Re: [PATCH 0/2] sysctl: allow CLONE_NEWUSER to be disabled

From: Kees Cook
Date: Mon Jan 25 2016 - 13:56:53 EST


On Mon, Jan 25, 2016 at 10:53 AM, Andy Lutomirski <luto@xxxxxxxxxxxxxx> wrote:
> On Mon, Jan 25, 2016 at 10:51 AM, Kees Cook <keescook@xxxxxxxxxxxx> wrote:
>> On Sun, Jan 24, 2016 at 2:22 PM, Andy Lutomirski <luto@xxxxxxxxxxxxxx> wrote:
>>> On Fri, Jan 22, 2016 at 7:02 PM, Eric W. Biederman
>>> <ebiederm@xxxxxxxxxxxx> wrote:
>>>> Kees Cook <keescook@xxxxxxxxxxxx> writes:
>>>>
>>>>> There continues to be unexpected side-effects and security exposures
>>>>> via CLONE_NEWUSER. For many end-users running distro kernels with
>>>>> CONFIG_USER_NS enabled, there is no way to disable this feature when
>>>>> desired. As such, this creates a sysctl to restrict CLONE_NEWUSER so
>>>>> admins not running containers or Chrome can avoid the risks of this
>>>>> feature.
>>>>
>>>> I don't actually think there do continue to be unexpected side-effects
>>>> and security exposures with CLONE_NEWUSER. It takes a while for all of
>>>> the fixes to trickle out to distros. At most what I have seen recently
>>>> are problems with other kernel interfaces being amplified with user
>>>> namespaces. AKA the current mess with devpts, and the unexpected
>>>> issues with bind mounts in mount namespaces.
>>>>
>>>
>>>>
>>>> So to keep this productive. Please tell me about the threat model
>>>> you envision, and how you envision knobs in the kernel being used to
>>>> counter those threats.
>>>
>>> I consider the ability to use CLONE_NEWUSER to acquire CAP_NET_ADMIN
>>> over /any/ network namespace and to thus access the network
>>> configuration API to be a huge risk. For example, unprivileged users
>>> can program iptables. I'll eat my hat if there are no privilege
>>> escalations in there. (They can't request module loading, but still.)
>>
>> Should I consider this an Ack for the patch? :)
>
> Only if you explain why you need the CAP_SYS_ADMIN check. :)

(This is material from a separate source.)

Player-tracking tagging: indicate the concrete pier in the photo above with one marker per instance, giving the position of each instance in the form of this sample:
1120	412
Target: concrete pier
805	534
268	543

Hm? In the sysctl write? Because otherwise a non-cap root user could
turn "1" to "0". The restriction on CLONE_NEWUSER checks caps, not
uid, so the uid must be protected by cap checks. The DAC permissions
on sysctls for cap-based restrictions make no sense -- they need to be
doing cap checks not DAC checks. It's the same logic for why
dmesg_restrict and kptr_restrict use the same cap check.

> IOW, I think you could change that one line of code and have a less
> weird version of the patch that would work just fine.

Well, I don't know about less weird, but it would leave a unneeded
hole in the permission checks.

-Kees

--
Kees Cook
Chrome OS & Brillo Security